Österreich: Dialogforum zu Sterbehilfe beendet Beratungen
Christine Seuss - Vatikanstadt
Die gesetzliche Neuregelung ist nötig, weil ähnlich wie in Deutschland der österreichische Verfassungsgerichtshof unter Verweis auf das Selbstbestimmungsrecht im vergangenen Dezember den Straftatbestand der Suizidbeihilfe gekippt hat. Bis Ende des Jahres muss der Gesetzgeber nun ein neues Gesetz vorlegen, damit kein gesetzliches Vakuum entsteht.

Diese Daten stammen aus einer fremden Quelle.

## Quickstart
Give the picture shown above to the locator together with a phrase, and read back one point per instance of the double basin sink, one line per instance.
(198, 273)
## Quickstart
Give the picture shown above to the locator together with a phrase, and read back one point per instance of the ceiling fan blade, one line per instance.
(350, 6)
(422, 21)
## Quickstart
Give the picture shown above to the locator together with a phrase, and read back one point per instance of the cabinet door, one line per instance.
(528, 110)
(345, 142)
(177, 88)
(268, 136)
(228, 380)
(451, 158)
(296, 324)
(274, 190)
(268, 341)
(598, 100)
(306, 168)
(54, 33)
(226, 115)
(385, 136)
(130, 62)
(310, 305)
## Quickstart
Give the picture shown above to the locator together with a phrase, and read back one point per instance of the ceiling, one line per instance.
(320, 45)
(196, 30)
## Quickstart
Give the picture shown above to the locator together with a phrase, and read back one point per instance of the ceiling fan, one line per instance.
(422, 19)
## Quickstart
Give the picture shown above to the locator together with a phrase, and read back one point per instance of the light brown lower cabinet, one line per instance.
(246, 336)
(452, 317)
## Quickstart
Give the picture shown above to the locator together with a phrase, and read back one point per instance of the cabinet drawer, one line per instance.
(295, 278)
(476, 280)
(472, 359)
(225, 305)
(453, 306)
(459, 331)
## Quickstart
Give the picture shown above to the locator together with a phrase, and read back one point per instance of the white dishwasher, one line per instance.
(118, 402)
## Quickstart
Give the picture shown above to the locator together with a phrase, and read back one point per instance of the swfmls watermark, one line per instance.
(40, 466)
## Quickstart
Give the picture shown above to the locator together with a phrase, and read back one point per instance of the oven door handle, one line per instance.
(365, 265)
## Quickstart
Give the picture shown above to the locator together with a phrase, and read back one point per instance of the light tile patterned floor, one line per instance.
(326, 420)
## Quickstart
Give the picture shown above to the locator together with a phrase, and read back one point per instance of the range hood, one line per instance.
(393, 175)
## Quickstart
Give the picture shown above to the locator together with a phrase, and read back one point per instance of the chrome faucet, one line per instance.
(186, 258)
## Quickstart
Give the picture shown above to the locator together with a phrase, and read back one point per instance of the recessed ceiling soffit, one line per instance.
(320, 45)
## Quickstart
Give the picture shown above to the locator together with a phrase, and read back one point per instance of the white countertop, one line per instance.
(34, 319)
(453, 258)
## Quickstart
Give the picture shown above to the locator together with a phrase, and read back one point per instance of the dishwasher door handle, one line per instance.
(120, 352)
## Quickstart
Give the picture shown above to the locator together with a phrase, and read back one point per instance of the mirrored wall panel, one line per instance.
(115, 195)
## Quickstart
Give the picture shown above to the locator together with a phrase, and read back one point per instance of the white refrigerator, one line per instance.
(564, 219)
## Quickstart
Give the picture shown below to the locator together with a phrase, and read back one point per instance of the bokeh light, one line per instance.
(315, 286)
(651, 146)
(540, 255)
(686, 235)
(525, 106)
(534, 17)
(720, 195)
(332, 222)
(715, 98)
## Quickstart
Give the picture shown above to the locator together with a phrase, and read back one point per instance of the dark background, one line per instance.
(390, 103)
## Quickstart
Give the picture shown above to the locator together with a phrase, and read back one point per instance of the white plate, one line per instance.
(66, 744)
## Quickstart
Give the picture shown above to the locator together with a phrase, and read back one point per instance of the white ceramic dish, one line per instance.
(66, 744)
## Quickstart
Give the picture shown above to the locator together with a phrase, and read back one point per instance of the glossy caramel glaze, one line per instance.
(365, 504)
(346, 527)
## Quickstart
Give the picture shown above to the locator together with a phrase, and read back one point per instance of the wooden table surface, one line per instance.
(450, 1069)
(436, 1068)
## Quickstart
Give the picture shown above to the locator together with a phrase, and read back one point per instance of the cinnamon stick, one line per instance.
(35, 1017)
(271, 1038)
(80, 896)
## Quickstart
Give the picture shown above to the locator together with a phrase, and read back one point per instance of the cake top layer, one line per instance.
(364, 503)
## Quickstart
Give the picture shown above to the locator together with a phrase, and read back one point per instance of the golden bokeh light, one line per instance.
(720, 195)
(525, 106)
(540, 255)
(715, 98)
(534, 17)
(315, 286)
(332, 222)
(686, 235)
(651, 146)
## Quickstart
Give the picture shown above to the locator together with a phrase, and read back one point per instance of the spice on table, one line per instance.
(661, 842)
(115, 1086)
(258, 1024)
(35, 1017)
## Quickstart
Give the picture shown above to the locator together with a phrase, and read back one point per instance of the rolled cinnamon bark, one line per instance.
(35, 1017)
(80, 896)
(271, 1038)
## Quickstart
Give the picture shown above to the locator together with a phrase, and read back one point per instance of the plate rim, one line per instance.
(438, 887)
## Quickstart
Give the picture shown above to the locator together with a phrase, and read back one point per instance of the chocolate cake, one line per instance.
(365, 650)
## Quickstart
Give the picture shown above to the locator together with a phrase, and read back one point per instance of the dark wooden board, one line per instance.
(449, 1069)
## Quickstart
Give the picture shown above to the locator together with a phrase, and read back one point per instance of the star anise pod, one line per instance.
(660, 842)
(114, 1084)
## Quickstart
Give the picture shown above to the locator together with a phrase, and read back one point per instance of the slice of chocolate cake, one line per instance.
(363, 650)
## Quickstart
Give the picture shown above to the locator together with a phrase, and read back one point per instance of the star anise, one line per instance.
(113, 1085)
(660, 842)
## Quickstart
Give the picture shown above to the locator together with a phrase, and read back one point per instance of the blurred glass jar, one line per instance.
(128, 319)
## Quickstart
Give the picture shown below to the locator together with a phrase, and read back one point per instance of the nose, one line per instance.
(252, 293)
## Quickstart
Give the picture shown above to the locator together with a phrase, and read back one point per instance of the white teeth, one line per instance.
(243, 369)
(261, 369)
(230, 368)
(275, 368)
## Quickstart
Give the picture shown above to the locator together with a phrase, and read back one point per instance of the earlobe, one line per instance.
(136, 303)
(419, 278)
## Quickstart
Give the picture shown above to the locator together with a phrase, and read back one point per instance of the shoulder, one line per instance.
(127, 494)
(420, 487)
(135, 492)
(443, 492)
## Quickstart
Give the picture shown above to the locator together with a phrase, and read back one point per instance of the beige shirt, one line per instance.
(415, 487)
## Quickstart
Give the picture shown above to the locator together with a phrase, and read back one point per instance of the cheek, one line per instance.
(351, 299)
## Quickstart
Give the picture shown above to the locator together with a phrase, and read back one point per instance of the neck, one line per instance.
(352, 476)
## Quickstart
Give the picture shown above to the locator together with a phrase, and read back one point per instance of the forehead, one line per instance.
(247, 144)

„Das Verfassungsgericht geht in seiner Erkenntnis aber selbst davon aus, dass die Beihilfe nur dann straffrei sein soll oder, andersherum formuliert, ihr Verbot verfassungswidrig ist, wenn der Suizidwillige aufgrund eines informierten, aufgeklärten, ernsthaften, dauerhaften und freien Willensentschlusses handelt. Es geht um die Autonomie, die aber gewissen Kriterien genügen muss,“ erläutert Stephanie Merckens.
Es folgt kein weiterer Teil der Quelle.